The burn temperature of a lithium-ion battery fire? 700°C to 1,000°C. That’s hot enough to ignite surrounding materials rapidly. In an enclosed space — a warehouse, a delivery van, a garage — the released gases can also form a flammable vapor cloud explosion.

What makes this particularly dangerous in power tool applications: thermal runaway in one cell can propagate to adjacent cells within the same battery pack. What starts as a single failing cell can cascade into a full pack failure within seconds. A 5-cell (21V) battery pack that goes into thermal runaway is effectively a small incendiary device.

This is why thermal runaway is not a risk to be managed after it occurs. It is a risk to be designed out before it can start.

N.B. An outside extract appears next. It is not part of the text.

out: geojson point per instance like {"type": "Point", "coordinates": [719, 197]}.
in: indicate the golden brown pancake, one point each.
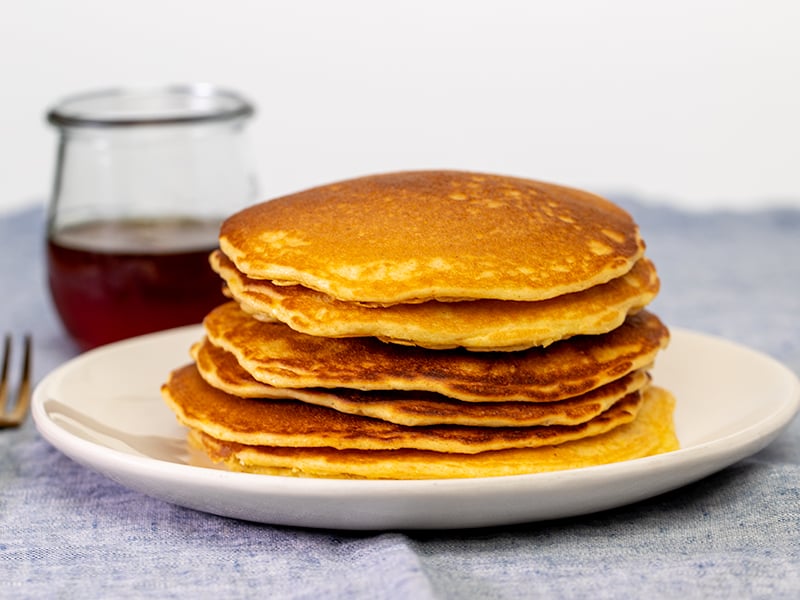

three-stage thermal runaway sequence diagram showing how an internal short circuit in a lithium-ion battery cell triggers temperature rise, gas release, and thermal runaway fire

The Five Root Causes of Lithium-Ion Power Tool Battery Fires

Every lithium-ion battery fire traces back to one of five root causes. Understanding them is the foundation for understanding what prevents them.

1. Electrical Abuse — Overcharge, Overdischarge, and Exceeding Rated Current

This is the most common cause of battery failure in real-world conditions, and it is almost entirely preventable by a properly functioning BMS.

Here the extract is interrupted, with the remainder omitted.